T1-contrast Enhanced MRI Generation from Multi-parametric MRI for Glioma Patients with Latent Tumor Conditioning
- URL: http://arxiv.org/abs/2409.01622v1
- Date: Tue, 3 Sep 2024 05:45:37 GMT
- Title: T1-contrast Enhanced MRI Generation from Multi-parametric MRI for Glioma Patients with Latent Tumor Conditioning
- Authors: Zach Eidex, Mojtaba Safari, Richard L. J. Qiu, David S. Yu, Hui-Kuo Shu, Hui Mao, Xiaofeng Yang,
- Abstract summary: Gadolinium-based contrast agents (GBCAs) are commonly used in MRI scans of patients with gliomas.
There is growing concern about GBCA toxicity.
This study develops a deep-learning framework to generate T1-postcontrast (T1C) from pre-contrast multi- MRI.

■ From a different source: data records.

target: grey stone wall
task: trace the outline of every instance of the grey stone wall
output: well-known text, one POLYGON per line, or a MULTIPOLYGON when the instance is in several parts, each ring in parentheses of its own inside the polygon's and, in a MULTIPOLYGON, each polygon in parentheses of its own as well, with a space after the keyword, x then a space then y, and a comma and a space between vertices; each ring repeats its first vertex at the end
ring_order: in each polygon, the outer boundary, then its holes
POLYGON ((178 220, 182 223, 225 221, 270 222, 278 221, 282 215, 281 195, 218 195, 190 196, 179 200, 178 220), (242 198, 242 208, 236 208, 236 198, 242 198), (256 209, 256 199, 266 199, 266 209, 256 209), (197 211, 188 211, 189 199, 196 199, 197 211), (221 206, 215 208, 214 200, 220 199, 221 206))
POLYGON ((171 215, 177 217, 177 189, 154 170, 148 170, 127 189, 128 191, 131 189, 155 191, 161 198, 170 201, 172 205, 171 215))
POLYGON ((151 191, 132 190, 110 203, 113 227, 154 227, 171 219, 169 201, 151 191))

- Score: 1.581761125201628
- License: http://creativecommons.org/licenses/by/4.0/
- Abstract: Objective: Gadolinium-based contrast agents (GBCAs) are commonly used in MRI scans of patients with gliomas to enhance brain tumor characterization using T1-weighted (T1W) MRI. However, there is growing concern about GBCA toxicity. This study develops a deep-learning framework to generate T1-postcontrast (T1C) from pre-contrast multiparametric MRI. Approach: We propose the tumor-aware vision transformer (TA-ViT) model that predicts high-quality T1C images. The predicted tumor region is significantly improved (P < .001) by conditioning the transformer layers from predicted segmentation maps through adaptive layer norm zero mechanism. The predicted segmentation maps were generated with the multi-parametric residual (MPR) ViT model and transformed into a latent space to produce compressed, feature-rich representations. The TA-ViT model predicted T1C MRI images of 501 glioma cases. Selected patients were split into training (N=400), validation (N=50), and test (N=51) sets. Main Results: Both qualitative and quantitative results demonstrate that the TA-ViT model performs superior against the benchmark MRP-ViT model. Our method produces synthetic T1C MRI with high soft tissue contrast and more accurately reconstructs both the tumor and whole brain volumes. The synthesized T1C images achieved remarkable improvements in both tumor and healthy tissue regions compared to the MRP-ViT model. For healthy tissue and tumor regions, the results were as follows: NMSE: 8.53 +/- 4.61E-4; PSNR: 31.2 +/- 2.2; NCC: 0.908 +/- .041 and NMSE: 1.22 +/- 1.27E-4, PSNR: 41.3 +/- 4.7, and NCC: 0.879 +/- 0.042, respectively. Significance: The proposed method generates synthetic T1C images that closely resemble real T1C images. Future development and application of this approach may enable contrast-agent-free MRI for brain tumor patients, eliminating the risk of GBCA toxicity and simplifying the MRI scan protocol.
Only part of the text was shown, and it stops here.